Re: [PATCH V2] x86/apic/msi: Plug non-maskable MSI affinity race

Evan Green <evgreen@xxxxxxxxxxxx> · Fri, 31 Jan 2020 12:32:37 -0800

On Fri, Jan 31, 2020 at 6:27 AM Thomas Gleixner <tglx@xxxxxxxxxxxxx> wrote:
>
> Thomas Gleixner <tglx@xxxxxxxxxxxxx> writes:
>
> Evan tracked down a subtle race between the update of the MSI message and
> the device raising an interrupt internally on PCI devices which do not
> support MSI masking. The update of the MSI message is non-atomic and
> consists of either 2 or 3 sequential 32bit wide writes to the PCI config
> space.
>
>    - Write address low 32bits
>    - Write address high 32bits (If supported by device)
>    - Write data
>
> When an interrupt is migrated then both address and data might change, so
> the kernel attempts to mask the MSI interrupt first. But for MSI masking is
> optional, so there exist devices which do not provide it. That means that
> if the device raises an interrupt internally between the writes and MSI
> message is sent built from half updated state.
>
> On x86 this can lead to spurious interrupts on the wrong interrupt
> vector when the affinity setting changes both address and data. As a
> consequence the device interrupt can be lost causing the device to
> become stuck or malfunctioning.
>
> Evan tried to handle that by disabling MSI accross an MSI message
> update.

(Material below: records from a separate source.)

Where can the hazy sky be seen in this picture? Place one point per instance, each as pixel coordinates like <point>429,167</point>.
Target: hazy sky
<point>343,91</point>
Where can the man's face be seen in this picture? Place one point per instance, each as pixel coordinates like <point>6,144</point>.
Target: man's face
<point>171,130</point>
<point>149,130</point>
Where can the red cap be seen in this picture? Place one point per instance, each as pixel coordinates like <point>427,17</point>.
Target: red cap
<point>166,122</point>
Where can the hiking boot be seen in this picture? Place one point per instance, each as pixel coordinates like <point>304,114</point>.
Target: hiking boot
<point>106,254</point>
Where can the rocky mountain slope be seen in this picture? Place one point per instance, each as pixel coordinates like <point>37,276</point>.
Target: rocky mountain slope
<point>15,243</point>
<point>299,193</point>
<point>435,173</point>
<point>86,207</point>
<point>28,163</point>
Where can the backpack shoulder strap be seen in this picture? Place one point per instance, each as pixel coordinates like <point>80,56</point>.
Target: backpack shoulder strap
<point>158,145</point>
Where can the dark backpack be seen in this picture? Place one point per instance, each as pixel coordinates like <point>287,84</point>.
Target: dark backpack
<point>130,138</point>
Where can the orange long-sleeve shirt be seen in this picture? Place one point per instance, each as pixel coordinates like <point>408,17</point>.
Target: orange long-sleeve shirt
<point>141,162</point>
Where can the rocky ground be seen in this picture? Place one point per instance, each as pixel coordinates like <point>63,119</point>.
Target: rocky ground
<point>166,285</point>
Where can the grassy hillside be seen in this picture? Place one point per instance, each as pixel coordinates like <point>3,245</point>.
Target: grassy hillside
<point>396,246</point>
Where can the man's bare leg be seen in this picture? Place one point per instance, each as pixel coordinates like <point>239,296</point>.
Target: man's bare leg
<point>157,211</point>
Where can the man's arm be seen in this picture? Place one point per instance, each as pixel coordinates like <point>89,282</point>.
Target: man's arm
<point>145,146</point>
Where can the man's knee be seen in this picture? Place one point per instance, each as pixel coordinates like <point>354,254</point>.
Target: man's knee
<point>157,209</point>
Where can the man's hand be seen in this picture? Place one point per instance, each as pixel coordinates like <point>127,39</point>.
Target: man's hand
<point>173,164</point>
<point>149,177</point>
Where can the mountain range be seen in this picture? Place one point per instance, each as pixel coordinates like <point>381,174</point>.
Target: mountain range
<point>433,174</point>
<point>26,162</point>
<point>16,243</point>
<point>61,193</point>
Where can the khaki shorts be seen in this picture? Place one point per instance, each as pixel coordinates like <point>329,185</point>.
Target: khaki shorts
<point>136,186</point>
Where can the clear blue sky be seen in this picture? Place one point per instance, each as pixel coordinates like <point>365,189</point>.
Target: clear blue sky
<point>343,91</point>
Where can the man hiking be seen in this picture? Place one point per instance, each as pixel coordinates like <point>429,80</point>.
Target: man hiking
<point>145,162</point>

That's not feasible because disabling MSI has issues on its own:
>
>  If MSI is disabled the PCI device is routing an interrupt to the legacy
>  INTx mechanism. The INTx delivery can be disabled, but the disablement is
>  not working on all devices.
>
>  Some devices lose interrupts when both MSI and INTx delivery are disabled.
>
> Another way to solve this would be to enforce the allocation of the same
> vector on all CPUs in the system for this kind of screwed devices. That
> could be done, but it would bring back the vector space exhaustion problems
> which got solved a few years ago.
>
> Fortunately the high address (if supported by the device) is only relevant
> when X2APIC is enabled which implies interrupt remapping. In the interrupt
> remapping case the affinity setting is happening at the interrupt remapping
> unit and the PCI MSI message is programmed only once when the PCI device is
> initialized.
>
> That makes it possible to solve it with a two step update:
>
>   1) Target the MSI msg to the new vector on the current target CPU
>
>   2) Target the MSI msg to the new vector on the new target CPU
>
> In both cases writing the MSI message is only changing a single 32bit word
> which prevents the issue of inconsistency.
>
> After writing the final destination it is necessary to check whether the
> device issued an interrupt while the intermediate state #1 (new vector,
> current CPU) was in effect.
>
> This is possible because the affinity change is always happening on the
> current target CPU. The code runs with interrupts disabled, so the
> interrupt can be detected by checking the IRR of the local APIC. If the
> vector is pending in the IRR then the interrupt is retriggered on the new
> target CPU by sending an IPI for the associated vector on the target CPU.
>
> This can cause spurious interrupts on both the local and the new target
> CPU.
>
>  1) If the new vector is not in use on the local CPU and the device
>     affected by the affinity change raised an interrupt during the
>     transitional state (step #1 above) then interrupt entry code will
>     ignore that spurious interrupt. The vector is marked so that the
>     'No irq handler for vector' warning is supressed once.
>
>  2) If the new vector is in use already on the local CPU then the IRR check
>     might see an pending interrupt from the device which is using this
>     vector. The IPI to the new target CPU will then invoke the handler of
>     the device, which got the affinity change, even if that device did not
>     issue an interrupt
>
>  3) If the new vector is in use already on the local CPU and the device
>     affected by the affinity change raised an interrupt during the
>     transitional state (step #1 above) then the handler of the device which
>     uses that vector on the local CPU will be invoked.
>
> #1 is uninteresting and has no unintended side effects. #2 and #3 might
> expose issues in device driver interrupt handlers which are not prepared to
> handle a spurious interrupt correctly. This not a regression, it's just
> exposing something which was already broken as spurious interrupts can
> happen for a lot of reasons and all driver handlers need to be able to deal
> with them.
>
> Reported-by: Evan Green <evgreen@xxxxxxxxxxxx>
> Debugged-by: Evan Green <evgreen@xxxxxxxxxxxx>                                                                                        Signed-off-by: Thomas Gleixner <tglx@xxxxxxxxxxxxx>

Heh, thanks for the credit. Something weird happened on this line with
your signoff, though.
I've been running this on my system for a few hours with no issues
(normal repro in <1 minute). So,

Tested-by: Evan Green <evgreen@xxxxxxxxxxxx>